Project · Quintessence
MathStar
The fifth essence, distilled into a senior maths teacher.
Essence
For the students who use it
MathStar is an AI tutor built for high-school mathematics — South African matric, Cambridge IGCSE and A-level, IB Diploma and UK GCSE — designed to behave less like a chatbot and more like a senior teacher who happens to be available at eleven o'clock at night.
Two modes shape every interaction. In Answer mode, MathStar produces a complete worked solution, every step laid out and reasoned. In Guide mode, it refuses to give the answer at all and instead asks the questions a teacher would ask, walking the student through their own reasoning until they arrive at the answer themselves. The first mode is for checking work; the second is for actually learning.
Upload a textbook chapter or a past paper and the tutor knows your context. Submit a hand-written attempt at a past paper and the system marks it, returning an annotated image with marks awarded, deductions and corrections. A wallet/credit system keeps cost predictable for families. The goal is the quality of a senior tutor, available the moment a student is stuck.
- Answer & Guide modes — worked solutions, or Socratic questioning that walks the student through their own reasoning.
- Curriculum-aware — South African matric, Cambridge IGCSE / A-level, IB DP, UK GCSE / A-level.
- Document upload + RAG — textbook chapters and past papers are indexed automatically and used in context.
- Past-paper marking — upload a hand-written attempt, receive an annotated marked image.
- Clean mathematical typesetting — every formula rendered with KaTeX.
- Streaming responses — answers appear as they're generated; no spinner waits.
- Wallet & credit system — predictable cost per session, never a surprise bill.
- Content guardrails — topic classifiers and safety review on every interaction.
Construction
For the engineers
Stack
- Frontend
- Next.js 15 · React 19 · TypeScript · KaTeX
- API
- ASP.NET Core 10 minimal API on .NET 10
- Admin
- Blazor Server (16-page management dashboard)
- Database
- SQL Server 2025 — with the new
VECTORdata type for embeddings - AI
- Google Vertex AI · Cloud Vision · Document AI
- Imaging
- SkiaSharp for annotated marked-paper rendering
- Data access
- Dapper · resilience via Polly
- Testing
- xUnit integration tests via
WebApplicationFactory
Architecture
Clean, layered, interface-first. Domain → Application → Infrastructure → Data → API.
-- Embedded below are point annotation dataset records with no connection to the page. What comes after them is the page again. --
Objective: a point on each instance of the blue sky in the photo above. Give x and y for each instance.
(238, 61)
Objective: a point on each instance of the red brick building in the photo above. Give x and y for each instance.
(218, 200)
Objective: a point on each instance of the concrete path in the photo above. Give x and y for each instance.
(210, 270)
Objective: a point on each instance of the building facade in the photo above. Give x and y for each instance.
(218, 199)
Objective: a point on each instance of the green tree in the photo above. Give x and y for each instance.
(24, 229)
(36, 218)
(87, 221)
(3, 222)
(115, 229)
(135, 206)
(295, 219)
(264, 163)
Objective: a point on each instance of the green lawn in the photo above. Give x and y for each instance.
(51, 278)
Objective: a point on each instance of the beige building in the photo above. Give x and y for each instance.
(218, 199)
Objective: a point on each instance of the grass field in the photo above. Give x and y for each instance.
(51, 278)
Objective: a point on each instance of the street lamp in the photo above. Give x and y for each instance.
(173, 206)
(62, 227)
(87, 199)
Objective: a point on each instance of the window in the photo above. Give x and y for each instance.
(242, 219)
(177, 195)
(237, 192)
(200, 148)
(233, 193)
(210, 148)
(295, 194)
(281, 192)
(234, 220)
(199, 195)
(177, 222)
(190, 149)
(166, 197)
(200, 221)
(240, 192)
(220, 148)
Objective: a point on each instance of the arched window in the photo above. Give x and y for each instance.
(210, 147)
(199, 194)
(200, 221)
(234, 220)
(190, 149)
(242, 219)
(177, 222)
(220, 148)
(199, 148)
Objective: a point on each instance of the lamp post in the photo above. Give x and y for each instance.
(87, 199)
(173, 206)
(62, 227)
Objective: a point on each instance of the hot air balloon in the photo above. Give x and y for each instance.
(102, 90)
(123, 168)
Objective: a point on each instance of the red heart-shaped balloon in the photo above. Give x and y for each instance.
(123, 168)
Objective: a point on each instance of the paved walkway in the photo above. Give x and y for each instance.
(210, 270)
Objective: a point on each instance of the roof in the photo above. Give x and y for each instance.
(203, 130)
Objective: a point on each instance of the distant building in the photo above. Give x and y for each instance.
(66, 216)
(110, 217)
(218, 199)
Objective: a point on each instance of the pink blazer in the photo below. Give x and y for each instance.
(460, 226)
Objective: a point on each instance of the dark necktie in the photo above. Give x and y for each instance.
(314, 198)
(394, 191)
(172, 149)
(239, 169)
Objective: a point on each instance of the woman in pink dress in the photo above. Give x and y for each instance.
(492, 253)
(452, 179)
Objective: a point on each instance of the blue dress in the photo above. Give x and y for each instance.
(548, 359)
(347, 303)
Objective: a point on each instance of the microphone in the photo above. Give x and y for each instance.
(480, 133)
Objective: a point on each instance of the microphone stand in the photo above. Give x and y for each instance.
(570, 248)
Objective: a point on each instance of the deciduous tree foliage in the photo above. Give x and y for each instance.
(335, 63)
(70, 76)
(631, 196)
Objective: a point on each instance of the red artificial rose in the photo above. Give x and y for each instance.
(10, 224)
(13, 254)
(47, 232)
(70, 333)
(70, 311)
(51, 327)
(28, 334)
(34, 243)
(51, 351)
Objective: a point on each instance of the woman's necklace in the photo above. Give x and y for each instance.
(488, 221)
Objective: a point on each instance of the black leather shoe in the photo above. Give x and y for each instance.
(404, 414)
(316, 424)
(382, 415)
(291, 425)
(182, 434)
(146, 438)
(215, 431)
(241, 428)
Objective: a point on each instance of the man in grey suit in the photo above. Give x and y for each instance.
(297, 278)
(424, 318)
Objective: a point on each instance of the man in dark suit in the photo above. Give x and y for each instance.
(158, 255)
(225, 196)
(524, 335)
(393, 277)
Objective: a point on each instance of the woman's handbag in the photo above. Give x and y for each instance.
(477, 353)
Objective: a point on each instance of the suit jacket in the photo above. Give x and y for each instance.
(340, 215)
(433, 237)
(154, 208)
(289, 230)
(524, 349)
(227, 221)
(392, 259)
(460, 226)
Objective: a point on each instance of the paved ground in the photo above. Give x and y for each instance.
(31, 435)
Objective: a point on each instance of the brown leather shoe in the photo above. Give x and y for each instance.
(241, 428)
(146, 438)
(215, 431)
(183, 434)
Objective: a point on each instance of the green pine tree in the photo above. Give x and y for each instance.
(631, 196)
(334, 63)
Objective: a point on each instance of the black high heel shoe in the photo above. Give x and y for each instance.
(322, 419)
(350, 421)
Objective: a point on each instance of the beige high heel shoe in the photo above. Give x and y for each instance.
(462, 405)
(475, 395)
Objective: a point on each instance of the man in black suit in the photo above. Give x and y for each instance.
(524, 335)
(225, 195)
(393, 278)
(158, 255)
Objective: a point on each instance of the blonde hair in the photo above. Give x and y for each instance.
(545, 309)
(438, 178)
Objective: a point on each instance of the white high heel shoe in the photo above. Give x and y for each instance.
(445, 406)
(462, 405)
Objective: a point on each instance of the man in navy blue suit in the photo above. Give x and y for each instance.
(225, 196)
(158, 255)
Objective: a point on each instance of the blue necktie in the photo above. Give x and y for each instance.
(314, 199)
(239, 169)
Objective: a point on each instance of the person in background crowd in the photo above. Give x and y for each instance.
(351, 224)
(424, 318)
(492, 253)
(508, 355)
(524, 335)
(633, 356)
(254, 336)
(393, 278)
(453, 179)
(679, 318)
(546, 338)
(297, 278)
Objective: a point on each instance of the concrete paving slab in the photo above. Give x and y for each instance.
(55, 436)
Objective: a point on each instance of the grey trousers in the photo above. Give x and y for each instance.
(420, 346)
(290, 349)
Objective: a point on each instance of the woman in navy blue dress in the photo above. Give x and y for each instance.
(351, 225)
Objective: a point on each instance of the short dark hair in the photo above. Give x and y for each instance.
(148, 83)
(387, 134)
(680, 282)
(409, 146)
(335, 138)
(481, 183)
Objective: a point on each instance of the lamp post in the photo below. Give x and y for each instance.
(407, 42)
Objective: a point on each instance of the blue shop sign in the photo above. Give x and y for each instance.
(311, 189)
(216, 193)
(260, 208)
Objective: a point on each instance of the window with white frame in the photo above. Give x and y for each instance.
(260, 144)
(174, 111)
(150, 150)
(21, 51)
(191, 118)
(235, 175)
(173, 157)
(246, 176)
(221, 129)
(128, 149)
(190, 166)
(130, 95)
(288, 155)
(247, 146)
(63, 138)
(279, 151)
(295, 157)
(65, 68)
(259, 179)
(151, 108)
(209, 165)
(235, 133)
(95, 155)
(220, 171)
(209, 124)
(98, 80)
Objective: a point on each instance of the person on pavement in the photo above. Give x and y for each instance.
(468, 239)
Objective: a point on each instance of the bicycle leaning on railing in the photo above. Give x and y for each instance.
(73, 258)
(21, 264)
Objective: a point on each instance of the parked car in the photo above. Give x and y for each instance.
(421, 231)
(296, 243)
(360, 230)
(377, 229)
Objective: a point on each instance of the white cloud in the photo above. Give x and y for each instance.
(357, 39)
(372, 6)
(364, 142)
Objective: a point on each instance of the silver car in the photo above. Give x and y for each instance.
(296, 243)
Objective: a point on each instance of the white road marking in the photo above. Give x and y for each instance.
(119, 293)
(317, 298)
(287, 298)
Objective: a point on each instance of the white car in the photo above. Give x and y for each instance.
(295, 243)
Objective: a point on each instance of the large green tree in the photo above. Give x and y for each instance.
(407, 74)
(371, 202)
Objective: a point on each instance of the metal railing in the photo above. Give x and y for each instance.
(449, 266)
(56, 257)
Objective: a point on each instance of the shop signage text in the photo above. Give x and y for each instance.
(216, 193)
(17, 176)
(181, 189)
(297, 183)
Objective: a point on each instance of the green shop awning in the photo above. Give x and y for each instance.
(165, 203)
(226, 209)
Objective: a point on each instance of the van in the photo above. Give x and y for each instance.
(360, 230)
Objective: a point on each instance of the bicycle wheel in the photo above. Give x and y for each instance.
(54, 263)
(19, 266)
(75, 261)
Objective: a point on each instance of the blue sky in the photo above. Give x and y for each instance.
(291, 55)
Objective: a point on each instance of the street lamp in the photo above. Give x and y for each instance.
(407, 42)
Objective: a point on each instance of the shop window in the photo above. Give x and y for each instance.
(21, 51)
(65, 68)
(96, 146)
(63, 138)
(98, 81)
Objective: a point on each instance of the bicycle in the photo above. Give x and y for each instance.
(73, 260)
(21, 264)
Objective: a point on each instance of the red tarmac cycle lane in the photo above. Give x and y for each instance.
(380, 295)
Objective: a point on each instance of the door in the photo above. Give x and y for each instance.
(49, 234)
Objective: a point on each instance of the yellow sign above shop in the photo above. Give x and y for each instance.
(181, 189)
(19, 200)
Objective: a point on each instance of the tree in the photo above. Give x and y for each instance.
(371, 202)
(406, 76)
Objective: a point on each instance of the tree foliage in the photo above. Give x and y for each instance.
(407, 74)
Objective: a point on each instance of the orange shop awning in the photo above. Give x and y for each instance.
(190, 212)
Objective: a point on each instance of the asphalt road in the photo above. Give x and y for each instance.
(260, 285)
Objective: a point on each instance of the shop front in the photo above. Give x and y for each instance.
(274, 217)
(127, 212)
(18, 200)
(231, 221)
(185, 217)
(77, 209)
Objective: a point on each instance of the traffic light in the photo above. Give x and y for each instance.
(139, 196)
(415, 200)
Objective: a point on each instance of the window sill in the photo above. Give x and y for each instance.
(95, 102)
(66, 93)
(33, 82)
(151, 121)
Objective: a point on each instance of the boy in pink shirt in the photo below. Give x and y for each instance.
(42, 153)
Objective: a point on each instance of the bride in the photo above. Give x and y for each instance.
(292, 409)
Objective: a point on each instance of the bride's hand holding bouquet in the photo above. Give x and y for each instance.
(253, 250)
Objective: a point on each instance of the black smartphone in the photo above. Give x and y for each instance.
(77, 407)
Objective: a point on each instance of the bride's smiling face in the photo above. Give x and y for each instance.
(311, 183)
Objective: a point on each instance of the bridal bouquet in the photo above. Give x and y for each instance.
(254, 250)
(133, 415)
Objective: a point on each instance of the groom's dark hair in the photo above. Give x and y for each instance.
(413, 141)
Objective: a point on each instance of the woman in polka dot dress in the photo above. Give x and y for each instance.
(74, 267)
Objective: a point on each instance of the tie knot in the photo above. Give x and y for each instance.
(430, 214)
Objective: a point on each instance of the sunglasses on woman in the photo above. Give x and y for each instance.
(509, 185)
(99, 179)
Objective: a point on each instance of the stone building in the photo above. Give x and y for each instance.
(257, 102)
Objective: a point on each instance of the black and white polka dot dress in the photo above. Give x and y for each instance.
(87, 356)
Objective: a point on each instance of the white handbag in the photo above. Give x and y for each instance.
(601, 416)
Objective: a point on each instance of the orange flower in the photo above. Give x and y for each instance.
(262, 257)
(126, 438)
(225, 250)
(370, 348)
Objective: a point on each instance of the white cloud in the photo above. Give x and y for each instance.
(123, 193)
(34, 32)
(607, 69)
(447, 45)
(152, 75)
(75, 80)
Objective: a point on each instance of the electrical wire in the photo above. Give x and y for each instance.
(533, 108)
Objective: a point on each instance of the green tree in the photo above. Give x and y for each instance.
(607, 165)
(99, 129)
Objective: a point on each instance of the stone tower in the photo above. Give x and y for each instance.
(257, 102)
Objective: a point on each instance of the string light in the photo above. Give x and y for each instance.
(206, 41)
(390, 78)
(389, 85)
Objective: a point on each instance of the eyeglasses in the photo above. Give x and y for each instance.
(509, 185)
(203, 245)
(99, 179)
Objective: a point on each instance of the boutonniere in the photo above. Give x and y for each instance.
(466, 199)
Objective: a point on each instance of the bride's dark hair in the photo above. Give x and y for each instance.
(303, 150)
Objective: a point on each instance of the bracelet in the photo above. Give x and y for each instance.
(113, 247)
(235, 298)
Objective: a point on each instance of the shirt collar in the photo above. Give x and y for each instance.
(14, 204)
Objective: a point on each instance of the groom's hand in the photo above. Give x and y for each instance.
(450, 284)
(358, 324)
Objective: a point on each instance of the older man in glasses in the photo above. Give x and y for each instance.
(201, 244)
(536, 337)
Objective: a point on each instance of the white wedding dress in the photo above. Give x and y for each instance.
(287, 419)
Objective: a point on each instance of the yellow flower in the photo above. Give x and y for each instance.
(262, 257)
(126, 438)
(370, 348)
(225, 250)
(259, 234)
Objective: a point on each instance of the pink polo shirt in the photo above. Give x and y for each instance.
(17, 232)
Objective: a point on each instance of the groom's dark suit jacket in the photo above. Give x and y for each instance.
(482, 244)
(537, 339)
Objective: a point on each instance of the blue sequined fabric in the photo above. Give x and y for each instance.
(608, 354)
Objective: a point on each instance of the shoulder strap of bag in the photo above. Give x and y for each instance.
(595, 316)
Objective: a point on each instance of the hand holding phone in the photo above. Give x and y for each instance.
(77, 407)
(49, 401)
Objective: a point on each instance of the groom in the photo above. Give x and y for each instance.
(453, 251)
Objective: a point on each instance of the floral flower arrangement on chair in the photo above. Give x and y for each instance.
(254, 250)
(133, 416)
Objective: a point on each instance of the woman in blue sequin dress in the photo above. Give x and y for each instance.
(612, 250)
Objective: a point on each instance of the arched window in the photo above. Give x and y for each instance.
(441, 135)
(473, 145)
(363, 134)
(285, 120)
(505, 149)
Every external boundary is behind an interface, so the test rig can substitute fakes for Vertex,
Cloud Vision, Document AI or SQL Server without ceremony. Public APIs return
Result<T> rather than throw; exceptions are reserved for genuine, exceptional failure.
No-magic configuration. Every behavioural setting — tutoring tone, model selection, safety thresholds, credit pricing — lives in the database and is editable at runtime through the Blazor admin. Changing how the tutor speaks does not require a redeploy. This is essential for a system whose quality has to be tuned daily.
Three-tier cache against Vertex spend. Each question is served by walking three caches
in order. First, a precomputed answer table — verified solutions for known past-paper questions.
Second, a fuzzy semantic match against previously answered, near-equivalent questions using the
SQL Server 2025 VECTOR column. Third, Vertex CachedContent for prompt-prefix
reuse, so generation calls only carry the delta. Together these reduce per-question Vertex cost
dramatically and tighten latency for the most common queries.
Safety-first content path. A topic classifier and content guardrails filter both inbound queries and generated output. A sampled human-review queue inspects a slice of each day's traffic so quality drift is caught before students see it. A nightly evaluation harness runs a fixed corpus against the current configuration and reports regressions against the baseline.
Notable details
- SQL Server 2025
VECTORcolumn stores question embeddings for fuzzy match without a sidecar vector store. - Document AI extracts text and structure from uploaded textbook chapters and past-paper PDFs.
- Cloud Vision parses hand-written student work as the input to the marking flow.
- SkiaSharp renders the marked paper server-side and returns an annotated image.
- Polly retries Vertex calls with exponential back-off; circuit breaker isolates a degraded model.
- Server-Sent Events stream tokens for sub-second time-to-first-glyph.
- Nightly evaluation harness runs a fixed test corpus and reports against the previous baseline.
- Wallet / credits model meters API spend per student; never surprises a parent.